Uma voz no fim do túnel...


Texto de Boaventura de Sousa Santos, publicado na Visão em 12 de Março de 2009.


São tanto mais intrigantes quanto ocorrem sobretudo em sociedades onde supostamente a democracia está mais consolidada e onde, por isso, a concorrência de ideias e de ideologias se esperaria mais livre e intensa. Por exemplo, nos últimos trinta anos vigorou o consenso de que o Estado é o problema, e o mercado, a solução; que a actividade económica é tanto mais eficiente quanto mais desregulada; que os mercados livres e globais são sempre de preferir ao proteccionismo; que nacionalizar é anátema, e privatizar e liberalizar é a norma.


Mais intrigante é a facilidade com que, de um momento para o outro, se muda o conteúdo do consenso e se passa do domínio de uma ideia ao de outra totalmente oposta.
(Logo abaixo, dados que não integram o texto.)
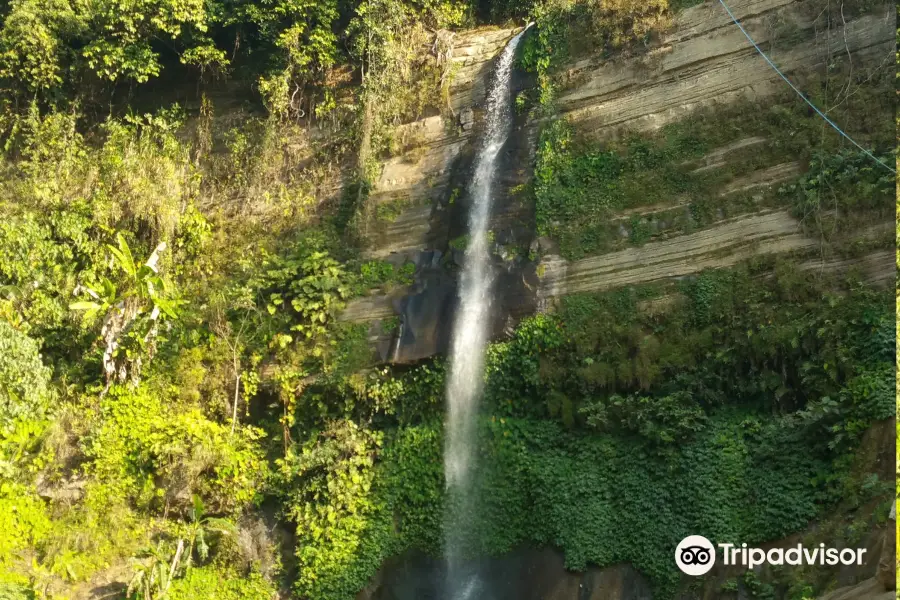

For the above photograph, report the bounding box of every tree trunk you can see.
[230,371,241,435]
[355,89,375,237]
Nos últimos meses assistimos a uma dessas mudanças. De repente, o Estado voltou a ser a solução, e o mercado, o problema; a globalização foi posta em causa; a nacionalização de importantes unidades económicas, de anátema passou a ser a salvação. Mais intrigante ainda é o facto de serem as mesmas pessoas e instituições a defenderem hoje o contrário do que defendiam ontem, e de aparentemente o fazerem sem a mínima consciência de contradição. Isto é tão verdade a respeito dos principais conselheiros económicos do Presidente Obama, como a respeito do Presidente da Comissão da União Europeia ou dos actuais governantes dos países europeus. E parece ser irrelevante a suspeita de que, sendo assim, estamos perante uma mera mudança de táctica, e não perante uma mudança de filosofia política e económica, a mudança que seria necessária para enfrentar com êxito a crise.
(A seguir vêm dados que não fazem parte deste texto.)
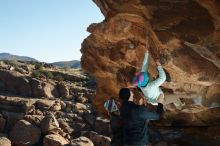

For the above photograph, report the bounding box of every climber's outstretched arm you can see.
[141,51,150,72]
[150,60,166,87]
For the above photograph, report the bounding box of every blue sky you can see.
[0,0,104,63]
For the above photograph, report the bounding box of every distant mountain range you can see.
[51,60,81,68]
[0,53,81,68]
[0,53,38,62]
Ao longo destes anos, houve vozes dissonantes. O consenso que vigorou no Norte global esteve longe de vigorar no Sul global. Mas a dissensão ou não foi ouvida ou foi punida. É sabido, por exemplo, que desde 2001 o Fórum Social Mundial (FSM) tem vindo a fazer uma crítica sistemática ao consenso dominante, na altura simbolizado pelo Fórum Económico Mundial (FEM). A perplexidade com que lemos o último relatório do FEM e verificamos alguma convergência com o diagnóstico feito pelo FSM faz-nos pensar que, ou o FSM teve razão cedo de mais, ou o FEM tem razão tarde de mais. A verdade é que, mais uma vez, o consenso é traiçoeiro. Pode haver alguma convergência entre o FEM e o FSM quanto ao diagnóstico, mas certamente não quanto à terapêutica. Para o FEM e, portanto, para o novo consenso dominante, rapidamente instalado, é crucial que a crise seja definida como crise do neo-liberalismo, e não como crise do capitalismo, ou seja, como crise de um certo tipo de capitalismo, e não como crise de um modelo de desenvolvimento social que, nos seus fundamentos, gera crises regulares, o empobrecimento da maioria das populações dele dependentes e a destruição do meio ambiente. É igualmente importante que as soluções sejam da iniciativa das elites políticas e económicas, tenham um carácter tecno-burocrático, e não político, e sobretudo que os cidadãos sejam afastados de qualquer participação efectiva nas decisões que os afectam e se resignem a "partilhar o sacrifício" que cabe a todos, tanto aos detentores de grandes fortunas como aos desempregados ou reformados com a pensão mínima.


A terapêutica proposta pelo FSM, e por tantos milhões de pessoas cuja voz continuará a não ser ouvida, impõe que a solução da crise seja política e civilizacional, e não confiada aos que, tendo produzido a crise, estão apostados em continuar a beneficiar da falsa solução que para ela propõem. O Estado deverá certamente ser parte da solução, mas só depois de profundamente democratizado e livre dos lóbis e da corrupção que hoje o controlam. Urge uma revolução cidadã que, assente numa sábia combinação entre democracia representativa e democracia participativa, permita criar mecanismos efectivos de controlo democrático, tanto da política como da economia. É necessária uma nova ordem global solidária que crie condições para uma redução sustentável das emissões de carbono até 2016, data em que, segundo os estudos da ONU, o aquecimento global, ao ritmo actual, será irreversível e se transformará numa ameaça para a espécie humana. A existência da Organização Mundial de Comércio é incompatível com essa nova ordem. É necessário que a luta pela igualdade entre países e no interior de cada país seja finalmente uma prioridade absoluta. Para isso, é necessário que o mercado volte a ser servo, já que como senhor se revelou terrível.